Guest Opinion: With Gov. Jay Inslee’s recent decision to halt executions, an issue that has gripped public defenders for decades is finally getting the public attention it deserves.

Public defenders in King County have long voiced concern over the state’s use of the death penalty, contending that it’s a deeply flawed and arbitrary form of punishment. Now, thanks to Gov. Jay Inslee’s decision last month to place a moratorium on executions, an issue that has gripped the public defense community for decades is getting the kind of public attention it deserves.

Why do I and my colleagues consider the death penalty system broken beyond repair?
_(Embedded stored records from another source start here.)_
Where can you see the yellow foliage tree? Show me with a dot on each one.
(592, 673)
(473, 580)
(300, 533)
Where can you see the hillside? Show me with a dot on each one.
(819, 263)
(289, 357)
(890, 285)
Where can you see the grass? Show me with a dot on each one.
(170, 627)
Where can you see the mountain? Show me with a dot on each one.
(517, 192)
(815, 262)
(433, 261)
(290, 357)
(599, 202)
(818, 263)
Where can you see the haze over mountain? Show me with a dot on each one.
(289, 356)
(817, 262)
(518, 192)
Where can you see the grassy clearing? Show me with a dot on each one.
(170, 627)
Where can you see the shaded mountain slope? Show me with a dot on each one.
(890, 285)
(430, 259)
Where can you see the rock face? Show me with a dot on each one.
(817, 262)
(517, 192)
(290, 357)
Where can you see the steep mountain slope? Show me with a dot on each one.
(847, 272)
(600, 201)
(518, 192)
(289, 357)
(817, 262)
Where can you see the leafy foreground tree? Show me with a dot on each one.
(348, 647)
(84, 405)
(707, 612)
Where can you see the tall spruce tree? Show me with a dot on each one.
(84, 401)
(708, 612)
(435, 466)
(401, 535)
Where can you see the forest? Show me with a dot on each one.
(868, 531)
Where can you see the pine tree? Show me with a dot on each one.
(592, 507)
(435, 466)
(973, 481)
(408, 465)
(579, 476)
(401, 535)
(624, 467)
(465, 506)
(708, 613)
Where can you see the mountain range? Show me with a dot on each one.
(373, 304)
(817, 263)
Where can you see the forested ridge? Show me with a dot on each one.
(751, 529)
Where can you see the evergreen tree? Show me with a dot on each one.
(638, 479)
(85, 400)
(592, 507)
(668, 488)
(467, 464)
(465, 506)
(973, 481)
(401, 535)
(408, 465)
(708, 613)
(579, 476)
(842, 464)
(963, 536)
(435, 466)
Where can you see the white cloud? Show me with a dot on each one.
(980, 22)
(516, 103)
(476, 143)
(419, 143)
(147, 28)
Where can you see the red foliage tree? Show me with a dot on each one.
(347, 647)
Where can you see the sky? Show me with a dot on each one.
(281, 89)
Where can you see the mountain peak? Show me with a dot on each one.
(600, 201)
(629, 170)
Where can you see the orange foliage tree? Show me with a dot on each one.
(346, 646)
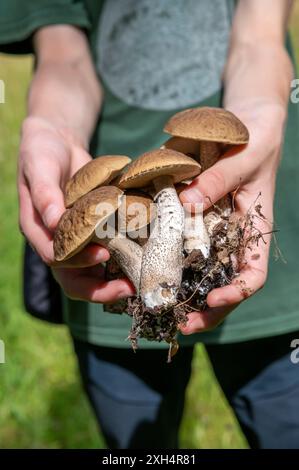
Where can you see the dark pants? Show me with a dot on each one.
(138, 398)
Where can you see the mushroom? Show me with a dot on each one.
(98, 172)
(136, 214)
(162, 260)
(211, 127)
(87, 221)
(196, 236)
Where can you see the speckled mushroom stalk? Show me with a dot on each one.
(196, 236)
(162, 260)
(126, 253)
(209, 155)
(83, 223)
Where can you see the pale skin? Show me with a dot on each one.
(64, 102)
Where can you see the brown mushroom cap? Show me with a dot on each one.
(97, 172)
(160, 162)
(209, 124)
(77, 225)
(136, 211)
(189, 147)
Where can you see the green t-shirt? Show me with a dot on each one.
(155, 57)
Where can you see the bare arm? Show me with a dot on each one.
(63, 105)
(257, 80)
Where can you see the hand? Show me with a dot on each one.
(48, 157)
(251, 169)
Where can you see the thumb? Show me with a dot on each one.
(47, 196)
(214, 183)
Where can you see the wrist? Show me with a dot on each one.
(261, 73)
(34, 124)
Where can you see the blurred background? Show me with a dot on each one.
(42, 404)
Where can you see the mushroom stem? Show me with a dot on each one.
(162, 260)
(196, 235)
(209, 155)
(126, 253)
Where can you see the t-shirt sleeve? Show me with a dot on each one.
(19, 19)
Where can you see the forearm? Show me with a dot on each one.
(65, 91)
(258, 67)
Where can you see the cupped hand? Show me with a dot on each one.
(48, 158)
(247, 172)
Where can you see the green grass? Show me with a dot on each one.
(41, 400)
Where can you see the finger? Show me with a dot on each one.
(204, 321)
(45, 192)
(222, 178)
(32, 226)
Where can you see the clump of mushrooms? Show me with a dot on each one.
(175, 267)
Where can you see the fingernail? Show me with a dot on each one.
(192, 195)
(220, 303)
(51, 216)
(102, 255)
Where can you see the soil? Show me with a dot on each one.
(231, 237)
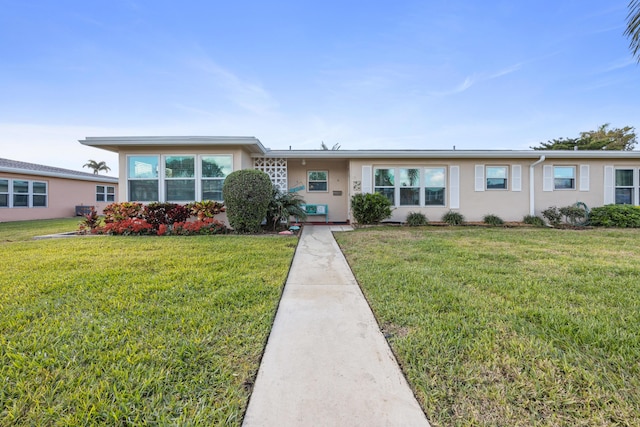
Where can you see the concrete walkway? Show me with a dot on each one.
(326, 362)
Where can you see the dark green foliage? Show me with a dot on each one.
(453, 218)
(492, 220)
(624, 216)
(553, 216)
(247, 194)
(416, 219)
(574, 214)
(283, 206)
(165, 213)
(601, 139)
(533, 220)
(370, 208)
First, racial disparity permeates the use of capital punishment, both in Washington and across the country. Since 1976, 20 white defendants have been executed for the murder of a black person in the United States, while 269 black people have been executed for the murder of a white person. In Washington, nine people are currently on death row, four of whom are African-American. That’s nearly 50 percent, in a state where African-Americans comprise 4 percent of the population.
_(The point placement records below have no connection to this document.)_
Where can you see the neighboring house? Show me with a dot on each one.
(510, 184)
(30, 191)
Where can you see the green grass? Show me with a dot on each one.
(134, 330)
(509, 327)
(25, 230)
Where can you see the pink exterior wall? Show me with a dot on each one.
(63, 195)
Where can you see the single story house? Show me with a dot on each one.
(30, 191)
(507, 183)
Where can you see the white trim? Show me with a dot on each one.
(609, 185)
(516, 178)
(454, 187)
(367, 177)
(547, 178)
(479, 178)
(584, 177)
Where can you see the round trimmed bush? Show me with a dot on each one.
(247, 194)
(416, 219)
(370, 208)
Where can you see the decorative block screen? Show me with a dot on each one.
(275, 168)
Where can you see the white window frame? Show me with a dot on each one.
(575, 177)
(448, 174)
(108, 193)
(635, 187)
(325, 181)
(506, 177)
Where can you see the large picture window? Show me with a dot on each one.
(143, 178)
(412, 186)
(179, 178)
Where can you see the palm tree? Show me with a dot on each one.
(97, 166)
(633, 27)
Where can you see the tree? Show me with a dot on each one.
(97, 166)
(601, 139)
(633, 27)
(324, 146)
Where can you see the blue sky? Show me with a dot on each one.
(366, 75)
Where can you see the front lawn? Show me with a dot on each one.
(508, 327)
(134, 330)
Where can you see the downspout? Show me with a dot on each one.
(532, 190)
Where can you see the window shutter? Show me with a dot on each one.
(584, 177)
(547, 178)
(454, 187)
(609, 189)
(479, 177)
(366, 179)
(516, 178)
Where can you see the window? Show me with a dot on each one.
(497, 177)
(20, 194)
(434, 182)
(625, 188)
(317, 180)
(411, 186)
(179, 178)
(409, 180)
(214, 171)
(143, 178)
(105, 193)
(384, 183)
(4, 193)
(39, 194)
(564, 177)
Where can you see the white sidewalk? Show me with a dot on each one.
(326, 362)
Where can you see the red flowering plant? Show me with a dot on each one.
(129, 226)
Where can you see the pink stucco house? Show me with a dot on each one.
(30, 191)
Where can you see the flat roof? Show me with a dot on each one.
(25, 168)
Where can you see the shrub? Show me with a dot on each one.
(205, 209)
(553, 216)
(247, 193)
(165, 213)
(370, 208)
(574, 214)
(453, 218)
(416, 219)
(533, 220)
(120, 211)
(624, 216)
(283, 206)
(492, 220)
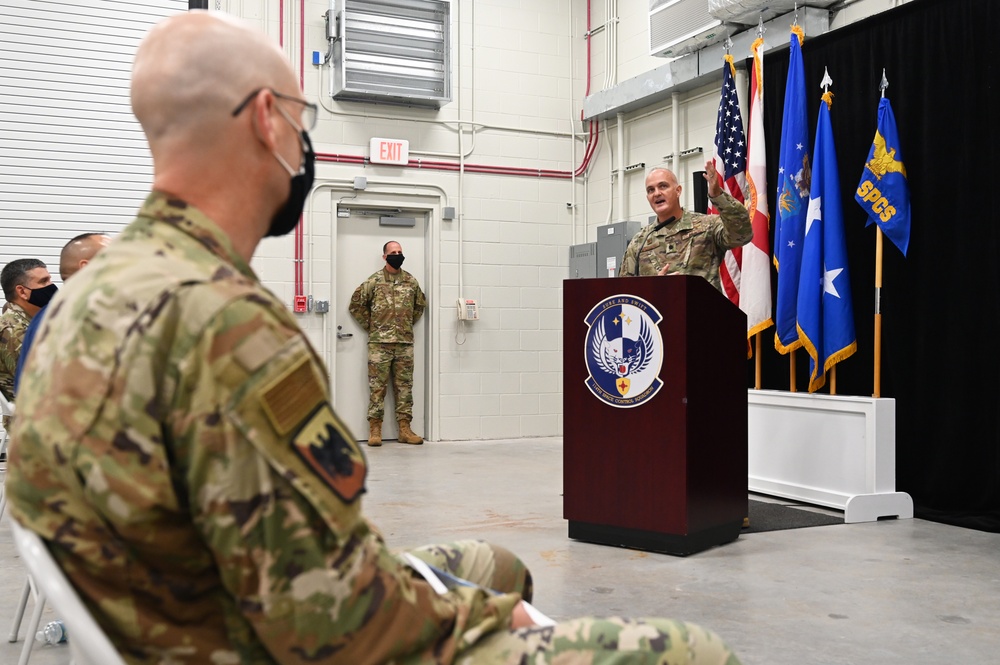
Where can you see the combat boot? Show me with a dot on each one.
(406, 435)
(374, 432)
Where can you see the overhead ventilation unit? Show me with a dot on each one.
(393, 51)
(679, 27)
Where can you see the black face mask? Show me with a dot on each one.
(40, 297)
(286, 219)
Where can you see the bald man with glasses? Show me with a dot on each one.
(175, 443)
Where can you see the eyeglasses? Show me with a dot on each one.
(308, 108)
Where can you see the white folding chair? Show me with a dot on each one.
(87, 642)
(7, 409)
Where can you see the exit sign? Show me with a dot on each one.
(390, 151)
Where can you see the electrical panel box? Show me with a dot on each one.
(583, 261)
(468, 309)
(612, 239)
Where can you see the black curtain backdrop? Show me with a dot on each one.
(940, 327)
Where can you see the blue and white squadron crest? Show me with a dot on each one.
(623, 351)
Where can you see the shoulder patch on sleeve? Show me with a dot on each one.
(335, 458)
(292, 396)
(257, 348)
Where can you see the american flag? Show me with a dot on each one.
(731, 162)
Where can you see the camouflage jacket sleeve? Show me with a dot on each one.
(419, 302)
(275, 488)
(736, 229)
(360, 307)
(627, 268)
(11, 337)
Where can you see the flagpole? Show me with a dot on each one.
(878, 313)
(877, 375)
(757, 371)
(791, 354)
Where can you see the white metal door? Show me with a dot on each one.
(359, 242)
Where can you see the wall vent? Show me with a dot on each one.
(679, 27)
(393, 51)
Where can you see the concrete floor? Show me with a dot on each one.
(894, 592)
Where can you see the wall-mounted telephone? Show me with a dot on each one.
(468, 310)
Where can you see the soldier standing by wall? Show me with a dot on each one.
(387, 305)
(28, 287)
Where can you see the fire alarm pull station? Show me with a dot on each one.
(468, 310)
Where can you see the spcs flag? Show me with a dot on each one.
(825, 311)
(755, 285)
(884, 191)
(793, 195)
(731, 162)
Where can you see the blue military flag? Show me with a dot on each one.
(884, 191)
(793, 195)
(825, 311)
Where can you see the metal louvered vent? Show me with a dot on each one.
(677, 27)
(393, 51)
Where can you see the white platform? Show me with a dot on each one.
(829, 450)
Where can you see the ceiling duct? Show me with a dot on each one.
(750, 12)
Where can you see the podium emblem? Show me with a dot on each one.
(623, 351)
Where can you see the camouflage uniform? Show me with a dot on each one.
(387, 306)
(694, 245)
(13, 322)
(179, 454)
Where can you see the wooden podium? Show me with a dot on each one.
(653, 459)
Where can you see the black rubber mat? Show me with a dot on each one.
(766, 516)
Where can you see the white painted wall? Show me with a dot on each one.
(519, 75)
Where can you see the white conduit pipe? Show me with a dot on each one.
(675, 124)
(621, 167)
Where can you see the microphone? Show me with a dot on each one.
(649, 233)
Second, no system of justice is flawless, but the price of a mistake when it comes to capital punishment is greater than we, as a civilized and democratic society, should bear. Since 1973, according to the Death Penalty Information Center, more than 140 men on death row have been exonerated, one of them from Washington state. At least 10 people, according to the organization, have been executed despite compelling evidence of innocence.
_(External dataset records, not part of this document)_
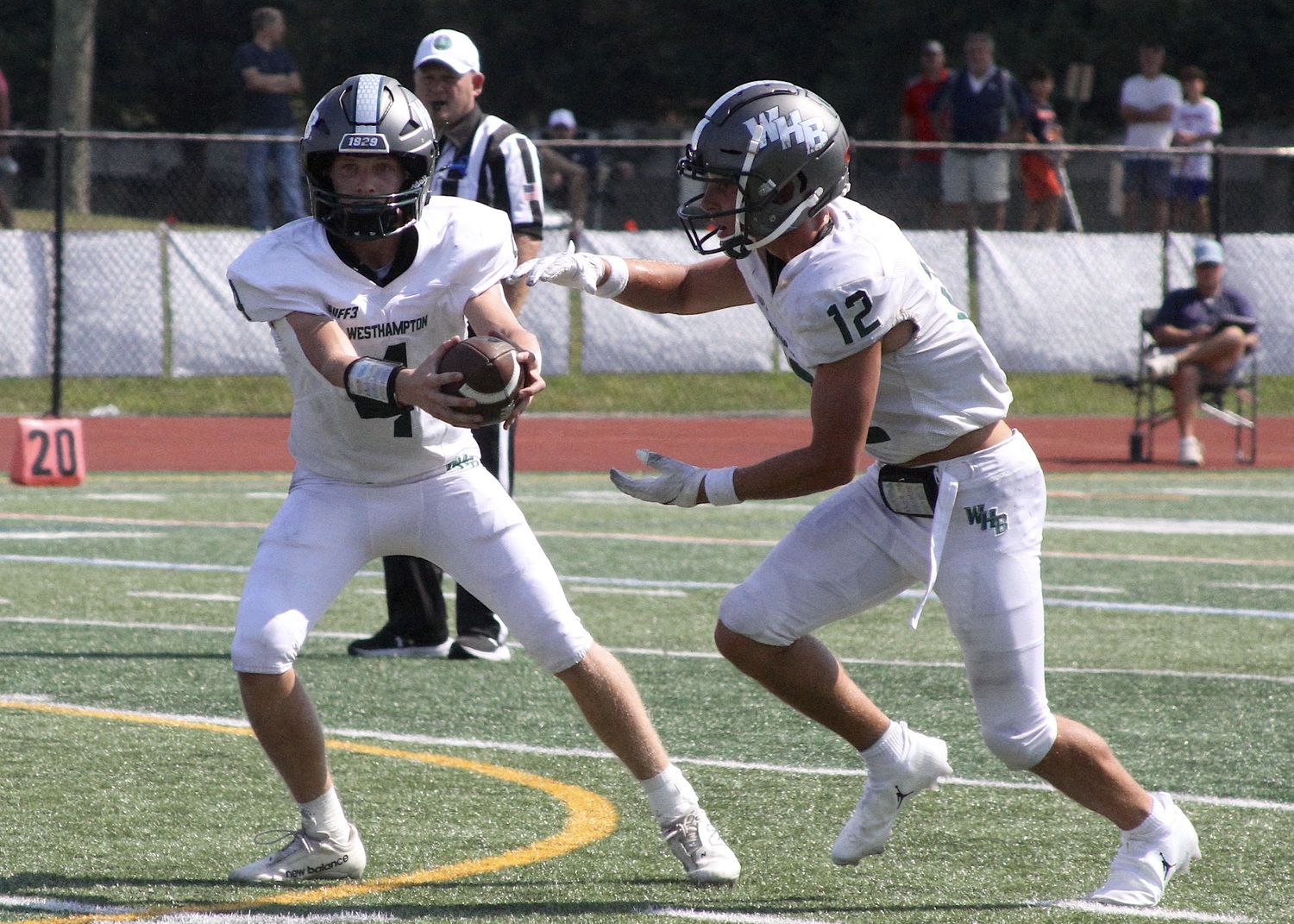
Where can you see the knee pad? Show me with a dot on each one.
(269, 647)
(742, 611)
(1021, 748)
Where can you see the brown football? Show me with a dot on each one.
(491, 375)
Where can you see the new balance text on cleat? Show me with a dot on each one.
(305, 857)
(884, 794)
(696, 843)
(1144, 864)
(388, 644)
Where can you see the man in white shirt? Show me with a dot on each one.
(1196, 123)
(1146, 104)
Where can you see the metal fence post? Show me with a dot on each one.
(56, 385)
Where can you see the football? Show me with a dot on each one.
(491, 375)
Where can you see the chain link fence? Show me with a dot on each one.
(134, 264)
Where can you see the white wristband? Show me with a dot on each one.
(618, 277)
(373, 380)
(719, 487)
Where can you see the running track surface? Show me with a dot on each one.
(580, 443)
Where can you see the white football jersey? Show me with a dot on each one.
(463, 248)
(848, 292)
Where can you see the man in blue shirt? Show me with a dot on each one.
(267, 75)
(1203, 331)
(980, 104)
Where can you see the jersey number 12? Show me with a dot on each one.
(857, 320)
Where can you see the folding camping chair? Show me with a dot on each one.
(1234, 403)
Finally, countless studies have shown that capital punishment is increasingly an arbitrary sanction — a punishment based not on some objective measure of the alleged crime but on geography, the beliefs of individual prosecutors and budgetary concerns. Currently, for instance, three death penalty cases are under way in King County, but Yakima County hasn’t prosecuted one since 1989 — and not for a lack of opportunity. (A family of three was bludgeoned to death in Yakima in 2011.) What’s more, several of the state’s most notorious killers have been sentenced to life in prison without parole (Gary Ridgeway, for instance, who was convicted of murdering 49 women), while others who committed crimes not nearly as heinous have been executed.

Just how arbitrary is capital punishment in Washington state? Consider the words of State Supreme Court Justice Mary Fairhurst from a 2012 opinion: “One could better predict whether the death penalty will be imposed on Washington’s most brutal murderers by flipping a coin than by evaluating the crime and the defendant.”

As Gov. Inslee noted when he announced his moratorium on executions, the paramount duty of the state is ensuring equal justice under the law. When the death penalty is applied arbitrarily, when geography and budgets — not the brutality of the crime — dictate its use, “equal justice” becomes, at best, a hollow and meaningless phrase.

This debate is hardly academic for us in public defense. King County’s Department of Public Defense currently has eight attorneys assigned to three aggravated murder cases where the prosecutor is seeking the death penalty instead of life in prison without parole. These are the most serious and complex cases a public defender can take on — and ones with the most significant ramifications and the highest public costs. Every motion, every legal maneuver, gets scrutinized at the appellate level, meaning the attorney has to get it right the first time — or face a potential reversal, a much costlier proposition.

I welcome a discussion about our current criminal statutes. And I applaud the governor for giving us the time out we need to take a closer look at how the death penalty, the ultimate criminal sanction, plays out in Washington state. According to state statute, the presumed sentence for aggravated murder is life in prison without the possibility of release. My hope is that a thoughtful conversation will lead many to realize that life imprisonment provides both justice and protection and that capital punishment is no longer a humane or effective response to violence in our community.